D’importantes évolutions sont constatées alors que le précédent décret du 9 mars 2021 avait concentré de nombreuses critiques, tant sur la forme que sur le fond, selon France Urbaine. Principal changement : la simplification du dispositif va aider à améliorer la lisibilité, avec en particulier la suppression des codes CPV. En effet, définir les catégories de produits à partir de la nomenclature CPV (Vocabulaire commun pour les marchés publics) posait question, car dans les faits, cette nomenclature plutôt orientée sur les matières, est très peu utilisée par les acheteurs et complexifiait la procédure, en terme de compréhension et de périmètre de produits concerné. Selon France Urbaine, partie prenante des travaux d’évaluation, c’est un soulagement de voir la nomenclature CPV abandonnée au profit d’une description des catégories de produits en « langage naturel ». Autrement dit, souligne Christophe Amoretti-Hannequin, conseiller finance responsable et achats à France Urbaine, sur la base d’une description simple d’une famille de produits, par exemple, mobilier de bureau, chaque collectivité pourra alors utiliser sa propre nomenclature de computation et/ou de cartographie.

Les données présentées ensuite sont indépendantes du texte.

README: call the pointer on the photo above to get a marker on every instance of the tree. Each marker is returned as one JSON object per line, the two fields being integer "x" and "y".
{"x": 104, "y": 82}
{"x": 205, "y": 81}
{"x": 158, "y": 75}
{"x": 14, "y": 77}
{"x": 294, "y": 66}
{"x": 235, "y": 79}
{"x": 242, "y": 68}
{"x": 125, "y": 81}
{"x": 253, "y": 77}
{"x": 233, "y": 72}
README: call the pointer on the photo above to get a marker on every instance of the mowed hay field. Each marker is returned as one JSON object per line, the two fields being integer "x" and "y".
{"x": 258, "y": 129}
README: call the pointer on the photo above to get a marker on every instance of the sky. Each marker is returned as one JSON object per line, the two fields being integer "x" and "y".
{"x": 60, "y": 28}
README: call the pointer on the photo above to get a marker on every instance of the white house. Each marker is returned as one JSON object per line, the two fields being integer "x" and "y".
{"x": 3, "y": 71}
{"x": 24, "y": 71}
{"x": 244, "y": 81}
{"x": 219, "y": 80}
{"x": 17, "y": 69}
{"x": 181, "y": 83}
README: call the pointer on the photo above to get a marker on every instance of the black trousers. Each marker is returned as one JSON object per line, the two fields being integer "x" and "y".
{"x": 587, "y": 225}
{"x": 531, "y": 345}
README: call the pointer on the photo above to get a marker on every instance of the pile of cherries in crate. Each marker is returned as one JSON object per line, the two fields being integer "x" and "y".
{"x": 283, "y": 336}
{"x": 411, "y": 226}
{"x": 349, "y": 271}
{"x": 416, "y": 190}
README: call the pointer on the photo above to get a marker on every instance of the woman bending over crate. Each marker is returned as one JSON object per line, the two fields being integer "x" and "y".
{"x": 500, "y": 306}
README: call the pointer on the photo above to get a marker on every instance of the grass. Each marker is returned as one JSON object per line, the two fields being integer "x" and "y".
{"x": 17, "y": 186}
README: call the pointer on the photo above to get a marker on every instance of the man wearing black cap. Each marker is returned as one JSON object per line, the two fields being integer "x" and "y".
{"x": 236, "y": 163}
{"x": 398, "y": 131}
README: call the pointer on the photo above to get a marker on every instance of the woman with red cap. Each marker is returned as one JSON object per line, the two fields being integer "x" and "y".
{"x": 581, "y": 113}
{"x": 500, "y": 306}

Au sein de la Ville de Paris, la commande publique représente trois milliards d’euros chaque année, et de nombreuses actions sont déjà mises en place pour intégrer l’économie circulaire et solidaire dans ce domaine. Le nouveau décret poussera sans nul doute les acheteurs publics à s’engager encore plus dans la construction d’une commande publique responsable et circulaire, assure Florentin Letissier, adjoint à la Maire de Paris, en charge de l’ESS, de l’économie circulaire et de la contribution à la stratégie zéro déchet. Il retient par ailleurs que le texte est beaucoup plus en phase avec la réalité. Par exemple, une nouvelle disposition permet de déroger à l’interdiction d’acquisition par l’État de produits en plastique à usage unique pour les sacs poubelles quand cela est nécessaire pour des raisons de santé ou d’hygiène.
Plus proche du réel
Le décret de février 2024 ajoute également des catégories de produits (matériel de collecte des déchets, d’entretien des espaces verts, articles et équipements sportifs, etc.) en cohérence avec les nouvelles filières REP (ASL, ABJ) créées récemment en France. D’autres sont heureusement maintenues alors que leur suppression était envisagée. C’est le cas des jeux et jouets, dont le réemploi reflète un vrai besoin et s’inscrit à 100 % dans la loi AGEC. En revanche, d’autres produits comme les équipements de protection individuelle, incompatibles avec le réemploi ou la réutilisation, ont été exclus du périmètre. « Cette évolution des textes permet d’enclencher une dynamique forte dans la commande publique. Et ce grâce à un équilibre entre les objectifs fixés de manière graduelle (2024/2027/2030) et les incitations à faire bouger les lignes. Ce réajustement tient compte des capacités réelles des filières, et de l’offre qui se structure petit à petit », se réjouit Christophe Amoretti-Hannequin.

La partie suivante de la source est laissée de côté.